MONICA MANCINI: No, I actually did a couple of weeks at the Algonquin about five years ago. But I was just a spring chicken back then. I've come a long way!

TM: Was your dad still alive when you did that show?

MM: No, he wasn't, and I hadn't even released my first CD at that point. Quite a bit has happened in the interim. I went into the Algonquin with an entire Mancini evening; I was planning on coming to Feinstein's with a whole different show, but Michael [Feinstein] asked me to do Mancini at the Movies because we're opening during Oscar week. I'm throwing in a few new things that will be on my new album, but it's basically Mancini stuff.

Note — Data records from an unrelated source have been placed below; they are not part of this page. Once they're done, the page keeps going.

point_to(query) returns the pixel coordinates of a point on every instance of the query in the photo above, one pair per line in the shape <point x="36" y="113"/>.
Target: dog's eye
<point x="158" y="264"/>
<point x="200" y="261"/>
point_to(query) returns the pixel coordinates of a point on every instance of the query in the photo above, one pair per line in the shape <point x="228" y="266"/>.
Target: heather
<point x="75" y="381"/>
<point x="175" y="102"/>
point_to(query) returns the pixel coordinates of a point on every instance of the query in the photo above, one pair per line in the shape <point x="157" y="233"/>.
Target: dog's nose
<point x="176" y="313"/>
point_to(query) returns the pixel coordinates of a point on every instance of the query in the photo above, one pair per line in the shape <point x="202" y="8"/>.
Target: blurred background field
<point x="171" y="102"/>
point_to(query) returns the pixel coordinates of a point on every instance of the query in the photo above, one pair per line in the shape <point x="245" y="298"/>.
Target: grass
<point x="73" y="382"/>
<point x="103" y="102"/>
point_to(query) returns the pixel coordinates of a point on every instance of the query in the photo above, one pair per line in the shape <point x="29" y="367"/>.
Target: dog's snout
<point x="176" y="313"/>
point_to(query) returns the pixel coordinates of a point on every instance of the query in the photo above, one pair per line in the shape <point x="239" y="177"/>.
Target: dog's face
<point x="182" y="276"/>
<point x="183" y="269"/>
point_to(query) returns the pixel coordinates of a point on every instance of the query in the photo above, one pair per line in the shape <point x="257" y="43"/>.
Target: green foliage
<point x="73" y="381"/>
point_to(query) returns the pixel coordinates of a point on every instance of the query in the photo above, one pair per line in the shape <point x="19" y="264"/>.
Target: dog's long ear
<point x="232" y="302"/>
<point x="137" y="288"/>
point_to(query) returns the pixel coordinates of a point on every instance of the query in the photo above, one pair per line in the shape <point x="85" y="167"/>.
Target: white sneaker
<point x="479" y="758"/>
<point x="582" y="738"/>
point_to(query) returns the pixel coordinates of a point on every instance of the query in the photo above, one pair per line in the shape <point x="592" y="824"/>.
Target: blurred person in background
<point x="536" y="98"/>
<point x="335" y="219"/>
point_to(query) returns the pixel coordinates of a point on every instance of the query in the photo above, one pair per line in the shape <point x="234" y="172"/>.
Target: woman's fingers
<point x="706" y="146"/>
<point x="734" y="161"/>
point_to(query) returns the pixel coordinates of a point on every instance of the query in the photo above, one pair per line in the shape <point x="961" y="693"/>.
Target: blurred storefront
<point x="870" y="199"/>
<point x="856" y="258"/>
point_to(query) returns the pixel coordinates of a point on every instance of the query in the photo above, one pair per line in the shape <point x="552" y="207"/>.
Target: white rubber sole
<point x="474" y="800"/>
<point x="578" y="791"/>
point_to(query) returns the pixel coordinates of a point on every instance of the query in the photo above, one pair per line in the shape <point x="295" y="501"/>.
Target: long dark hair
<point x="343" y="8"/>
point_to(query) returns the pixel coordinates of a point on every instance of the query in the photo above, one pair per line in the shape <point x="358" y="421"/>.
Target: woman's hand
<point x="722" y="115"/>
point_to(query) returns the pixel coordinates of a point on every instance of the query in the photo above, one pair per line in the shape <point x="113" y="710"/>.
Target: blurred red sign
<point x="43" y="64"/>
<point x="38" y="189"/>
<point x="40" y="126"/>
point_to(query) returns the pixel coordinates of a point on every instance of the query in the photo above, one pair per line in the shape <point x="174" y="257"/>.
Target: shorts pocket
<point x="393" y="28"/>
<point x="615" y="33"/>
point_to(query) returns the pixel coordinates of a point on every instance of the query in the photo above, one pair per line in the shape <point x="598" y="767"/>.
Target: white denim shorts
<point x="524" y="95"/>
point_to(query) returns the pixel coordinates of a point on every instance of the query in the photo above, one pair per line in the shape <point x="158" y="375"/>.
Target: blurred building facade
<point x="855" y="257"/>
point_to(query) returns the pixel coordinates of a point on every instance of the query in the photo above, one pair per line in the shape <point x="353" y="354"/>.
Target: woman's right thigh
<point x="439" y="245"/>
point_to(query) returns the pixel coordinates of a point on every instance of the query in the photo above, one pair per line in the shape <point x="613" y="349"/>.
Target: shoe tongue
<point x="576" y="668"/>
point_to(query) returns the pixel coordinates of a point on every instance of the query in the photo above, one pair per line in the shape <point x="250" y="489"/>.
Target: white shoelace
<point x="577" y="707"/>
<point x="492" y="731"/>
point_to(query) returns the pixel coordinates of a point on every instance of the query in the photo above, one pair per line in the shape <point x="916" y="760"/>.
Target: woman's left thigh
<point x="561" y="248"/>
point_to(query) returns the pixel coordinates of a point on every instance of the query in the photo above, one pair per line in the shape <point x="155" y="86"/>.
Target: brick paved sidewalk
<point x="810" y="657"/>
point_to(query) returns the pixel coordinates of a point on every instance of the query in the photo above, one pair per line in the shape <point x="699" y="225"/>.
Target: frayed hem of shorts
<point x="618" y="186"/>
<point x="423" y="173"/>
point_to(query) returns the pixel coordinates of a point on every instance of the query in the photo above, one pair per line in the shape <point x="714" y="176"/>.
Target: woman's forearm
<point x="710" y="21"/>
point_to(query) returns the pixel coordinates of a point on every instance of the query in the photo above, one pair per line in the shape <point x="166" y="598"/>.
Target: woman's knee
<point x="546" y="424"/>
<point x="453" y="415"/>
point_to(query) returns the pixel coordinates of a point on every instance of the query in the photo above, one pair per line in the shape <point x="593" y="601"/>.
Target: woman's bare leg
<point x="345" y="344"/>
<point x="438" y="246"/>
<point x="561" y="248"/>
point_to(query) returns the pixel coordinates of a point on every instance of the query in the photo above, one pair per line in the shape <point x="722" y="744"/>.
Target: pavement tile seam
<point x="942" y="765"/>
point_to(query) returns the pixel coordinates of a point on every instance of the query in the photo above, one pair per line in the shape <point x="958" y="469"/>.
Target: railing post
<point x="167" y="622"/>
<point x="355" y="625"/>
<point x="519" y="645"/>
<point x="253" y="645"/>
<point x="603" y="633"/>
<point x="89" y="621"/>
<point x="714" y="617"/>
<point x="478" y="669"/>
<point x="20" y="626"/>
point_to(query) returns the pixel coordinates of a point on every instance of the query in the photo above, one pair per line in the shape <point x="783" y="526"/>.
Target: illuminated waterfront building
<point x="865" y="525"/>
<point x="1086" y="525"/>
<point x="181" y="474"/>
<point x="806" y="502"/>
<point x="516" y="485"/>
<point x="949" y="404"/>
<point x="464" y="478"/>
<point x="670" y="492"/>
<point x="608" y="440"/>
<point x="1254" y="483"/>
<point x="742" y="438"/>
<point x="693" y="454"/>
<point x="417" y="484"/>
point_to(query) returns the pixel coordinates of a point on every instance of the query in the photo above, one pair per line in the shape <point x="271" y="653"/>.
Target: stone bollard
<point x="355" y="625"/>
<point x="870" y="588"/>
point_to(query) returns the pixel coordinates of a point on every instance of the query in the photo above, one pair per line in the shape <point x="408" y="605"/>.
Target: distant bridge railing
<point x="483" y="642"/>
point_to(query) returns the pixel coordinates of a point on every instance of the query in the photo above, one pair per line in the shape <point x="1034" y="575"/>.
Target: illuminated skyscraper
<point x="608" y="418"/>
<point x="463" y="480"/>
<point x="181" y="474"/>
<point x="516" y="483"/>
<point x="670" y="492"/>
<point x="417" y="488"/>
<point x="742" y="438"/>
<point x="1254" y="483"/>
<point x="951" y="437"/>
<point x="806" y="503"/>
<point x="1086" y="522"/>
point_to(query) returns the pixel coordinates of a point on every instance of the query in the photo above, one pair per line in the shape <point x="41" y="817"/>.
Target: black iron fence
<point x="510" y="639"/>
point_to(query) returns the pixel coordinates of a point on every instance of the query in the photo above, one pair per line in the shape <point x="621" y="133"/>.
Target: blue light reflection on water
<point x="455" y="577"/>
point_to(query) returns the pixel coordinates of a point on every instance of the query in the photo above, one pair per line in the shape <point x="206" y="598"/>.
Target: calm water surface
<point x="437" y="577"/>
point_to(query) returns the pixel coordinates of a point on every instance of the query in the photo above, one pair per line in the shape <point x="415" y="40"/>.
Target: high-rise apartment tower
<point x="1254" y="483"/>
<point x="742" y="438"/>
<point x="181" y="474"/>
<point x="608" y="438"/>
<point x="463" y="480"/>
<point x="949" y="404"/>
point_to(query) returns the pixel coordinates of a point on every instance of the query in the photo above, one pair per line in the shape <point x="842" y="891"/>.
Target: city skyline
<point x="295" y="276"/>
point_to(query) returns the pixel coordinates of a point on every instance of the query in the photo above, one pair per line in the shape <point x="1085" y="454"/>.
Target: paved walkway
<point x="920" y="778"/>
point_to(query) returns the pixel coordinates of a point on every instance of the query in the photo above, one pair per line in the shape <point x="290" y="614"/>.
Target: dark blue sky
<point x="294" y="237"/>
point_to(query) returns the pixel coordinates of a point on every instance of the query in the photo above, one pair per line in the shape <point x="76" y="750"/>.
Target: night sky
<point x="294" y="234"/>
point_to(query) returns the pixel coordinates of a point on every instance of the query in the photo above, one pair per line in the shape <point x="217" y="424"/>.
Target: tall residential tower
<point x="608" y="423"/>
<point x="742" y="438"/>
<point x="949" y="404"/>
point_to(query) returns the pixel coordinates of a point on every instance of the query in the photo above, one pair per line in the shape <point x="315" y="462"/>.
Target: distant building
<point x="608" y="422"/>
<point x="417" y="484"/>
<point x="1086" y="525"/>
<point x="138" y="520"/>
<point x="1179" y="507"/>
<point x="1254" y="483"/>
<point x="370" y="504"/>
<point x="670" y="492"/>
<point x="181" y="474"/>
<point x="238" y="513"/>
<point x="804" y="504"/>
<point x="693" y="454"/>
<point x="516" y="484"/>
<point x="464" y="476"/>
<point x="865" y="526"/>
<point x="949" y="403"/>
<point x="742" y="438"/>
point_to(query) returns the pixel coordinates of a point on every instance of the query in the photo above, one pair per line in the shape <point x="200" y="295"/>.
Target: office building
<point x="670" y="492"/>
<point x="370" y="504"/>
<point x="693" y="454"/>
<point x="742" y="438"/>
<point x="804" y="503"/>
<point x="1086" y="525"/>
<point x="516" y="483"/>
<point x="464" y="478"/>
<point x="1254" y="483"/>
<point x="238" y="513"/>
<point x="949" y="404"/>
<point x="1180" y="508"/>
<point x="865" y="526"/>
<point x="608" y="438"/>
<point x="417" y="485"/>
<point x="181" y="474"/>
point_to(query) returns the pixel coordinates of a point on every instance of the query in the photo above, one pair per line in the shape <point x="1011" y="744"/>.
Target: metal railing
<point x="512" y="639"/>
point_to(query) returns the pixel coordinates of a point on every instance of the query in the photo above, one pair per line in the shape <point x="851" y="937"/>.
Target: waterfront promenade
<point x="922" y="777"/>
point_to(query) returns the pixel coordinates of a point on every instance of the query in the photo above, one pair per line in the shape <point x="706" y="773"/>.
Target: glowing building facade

TM: I have to tell you, I play your first CD a lot. The only reason I haven't listened to it recently is that I just moved and it's still packed away in a box somewhere.

MM: You'll find it again. It'll resurface at just the right time.

TM: Aside from your singing, that album is so wonderfully well produced in terms of arrangement, sound quality, packaging, and so on.

MM: Well, it's so much easier if you start with great music, you know? I'm real proud of that record. I also have my second album, The Dreams of Johnny Mercer; that's been out for over a year. And, the minute I finish up at Feinstein's, we start working on the third one, which is all film music as well.

TM: It seems from your press materials that you mostly keep busy with symphony dates.

MM: Yes, that's kind of our bread and butter. We do the pop symphony circuit, which is great for me because my charts are so symphonic. They love it when our show comes in because all the people in the orchestra get to play; a lot of times, pop acts don't utilize the entire orchestra.

TM: You have some gorgeous arrangements. The opening of "Two for the Road" on your first album is just beautiful.

MM: Pat Williams did those arrangements. He was a colleague of my dad's; in fact, my dad was sort of mentor to him when Pat moved to L.A. from the East Coast. They were very, very close. I initially asked him to write one arrangement for that album but he asked if he could write the whole record, and I said, "Sure!" He really had this bond with my dad and his music and he really enjoyed sinking his teeth into that stuff.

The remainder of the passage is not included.